When I receive my purple exercise band, I`ll give you information on the dimensions and quality.


----------



## bj000 (Jul 21, 2011)

cant wait to find out because i saw rolls of this stuff for like3$ or something.. for any resistance


----------



## Guest (Aug 8, 2011)

bj where did you see that stuff? i found out the the ymca sells thera band, but i dont know about that stuff yet...


----------



## bj000 (Jul 21, 2011)

http://www.shopxscargo.com/product_catalogue/cat_product_details.asp?category_id=20&product_code=29585&sub_category_1_id=112&category=Exercise


----------



## bj000 (Jul 21, 2011)

cheaper than i remembered!


----------



## TacticalHuntingSurvivalist (Jun 11, 2011)

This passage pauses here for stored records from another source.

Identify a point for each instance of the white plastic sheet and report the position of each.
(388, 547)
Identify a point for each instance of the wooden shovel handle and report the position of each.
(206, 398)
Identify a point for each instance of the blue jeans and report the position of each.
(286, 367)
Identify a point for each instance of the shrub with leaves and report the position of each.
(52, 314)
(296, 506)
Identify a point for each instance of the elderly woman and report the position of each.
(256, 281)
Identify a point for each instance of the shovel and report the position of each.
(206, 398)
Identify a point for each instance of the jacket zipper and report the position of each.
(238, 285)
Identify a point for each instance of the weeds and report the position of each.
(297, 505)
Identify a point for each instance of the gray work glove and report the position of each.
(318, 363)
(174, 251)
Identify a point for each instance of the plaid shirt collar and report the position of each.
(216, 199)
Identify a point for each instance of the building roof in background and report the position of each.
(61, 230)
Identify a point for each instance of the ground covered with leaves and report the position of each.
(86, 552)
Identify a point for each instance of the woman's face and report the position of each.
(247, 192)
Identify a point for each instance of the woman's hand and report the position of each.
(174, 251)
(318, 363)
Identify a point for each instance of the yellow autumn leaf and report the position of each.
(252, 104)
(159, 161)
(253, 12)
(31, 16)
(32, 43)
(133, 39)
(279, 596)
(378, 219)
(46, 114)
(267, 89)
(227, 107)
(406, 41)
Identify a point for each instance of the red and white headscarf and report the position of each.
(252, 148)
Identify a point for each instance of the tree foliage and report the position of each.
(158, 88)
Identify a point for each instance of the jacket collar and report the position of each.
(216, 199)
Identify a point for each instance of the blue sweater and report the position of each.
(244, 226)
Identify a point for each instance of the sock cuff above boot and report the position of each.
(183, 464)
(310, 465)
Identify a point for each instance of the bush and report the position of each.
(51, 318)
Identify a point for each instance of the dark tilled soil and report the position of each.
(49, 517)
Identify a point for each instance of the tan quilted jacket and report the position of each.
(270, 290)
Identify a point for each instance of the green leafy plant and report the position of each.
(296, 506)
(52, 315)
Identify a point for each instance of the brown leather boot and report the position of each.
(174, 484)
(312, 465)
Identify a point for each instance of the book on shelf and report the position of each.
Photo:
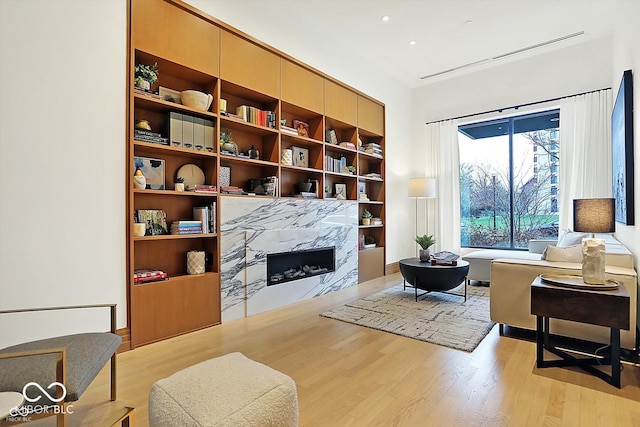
(302, 128)
(347, 144)
(202, 188)
(155, 219)
(146, 275)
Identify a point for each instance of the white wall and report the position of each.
(626, 55)
(62, 154)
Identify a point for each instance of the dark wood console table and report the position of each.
(609, 308)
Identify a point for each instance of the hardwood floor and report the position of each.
(349, 375)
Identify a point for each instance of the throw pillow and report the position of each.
(568, 254)
(570, 238)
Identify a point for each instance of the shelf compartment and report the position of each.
(291, 176)
(242, 170)
(176, 160)
(169, 253)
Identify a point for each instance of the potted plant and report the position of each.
(226, 143)
(145, 75)
(425, 243)
(178, 185)
(366, 217)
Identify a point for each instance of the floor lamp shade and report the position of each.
(422, 188)
(594, 215)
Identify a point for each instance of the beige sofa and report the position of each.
(510, 301)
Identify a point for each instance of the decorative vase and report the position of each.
(143, 84)
(139, 181)
(253, 153)
(195, 262)
(287, 157)
(593, 261)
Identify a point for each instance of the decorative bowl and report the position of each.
(196, 99)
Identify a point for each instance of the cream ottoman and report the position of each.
(231, 390)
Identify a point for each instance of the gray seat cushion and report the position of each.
(86, 356)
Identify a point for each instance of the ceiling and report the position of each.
(451, 36)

oo Tell us how it works out!


----------



## Guest (Aug 8, 2011)

hmmm interesting, thx







i should be heading down to the y to get me some thera band today. il see what else they got.. hopefully this stuff is in my price range lol.


----------



## bj000 (Jul 21, 2011)

Green (0.60mm)


----------



## bj000 (Jul 21, 2011)

wow, thats good. just abit below gold, its seems.

"

Tex-Shooter Posted this 01 January 2010 - 09:04 AM

Thera-Band Thickness

Tan - .10146mm - .004 inch
Yellow - .1524mm - .0068 inch
Red - .2032mm - .008 inch
Green - .2540mm - .01 inch
Blue - .3048mm - .0120 inch
Black - .381mm - .0150 inch
Silver - .5538mm - .0218 inch
Gold - .6350mm - .025 inch

Of course tolerances apply on all thicknesses.
The bands that I make are .030 inch (two per side) Tex "


----------



## Guest (Aug 8, 2011)

well ima buy me some thera gold today, and if i see any of that for cheap il pick some up but for some reason by the look of them i dont think they will work aswell as the thera....


----------



## bj000 (Jul 21, 2011)

there should be no reason that they wont perform.. both latex with fillers..


----------



## bj000 (Jul 21, 2011)

whats that guy doing?! hehe i made him into a novice slingshooter


----------



## dgaf (Jun 10, 2011)

let me know how thay work out grate price


----------



## AlmostHuman (Jul 10, 2011)

Tridex arrived , just as I ran out of pouches and leather to make more with . Testing will have to wait till I get sorted , black seems to have some potential , thinner than the Theramagubbins equivalent so lifespan is probably on the sucky side , on the plus it's pretty snappy stuff .....


----------



## bj000 (Jul 21, 2011)

did y ou just get one colour?


----------



## AlmostHuman (Jul 10, 2011)

No , I got the blue as well , very thin , not had a play around with yet though .


----------



## bj000 (Jul 21, 2011)

that's cool. i plan on getting some asap so i can compare them to theraband that i have on hand.
i imagine that they will perform pretty good. people pay a lot for a brand name .. especially one that adds sweet scents into the latex .. smells do not make a better latex..


----------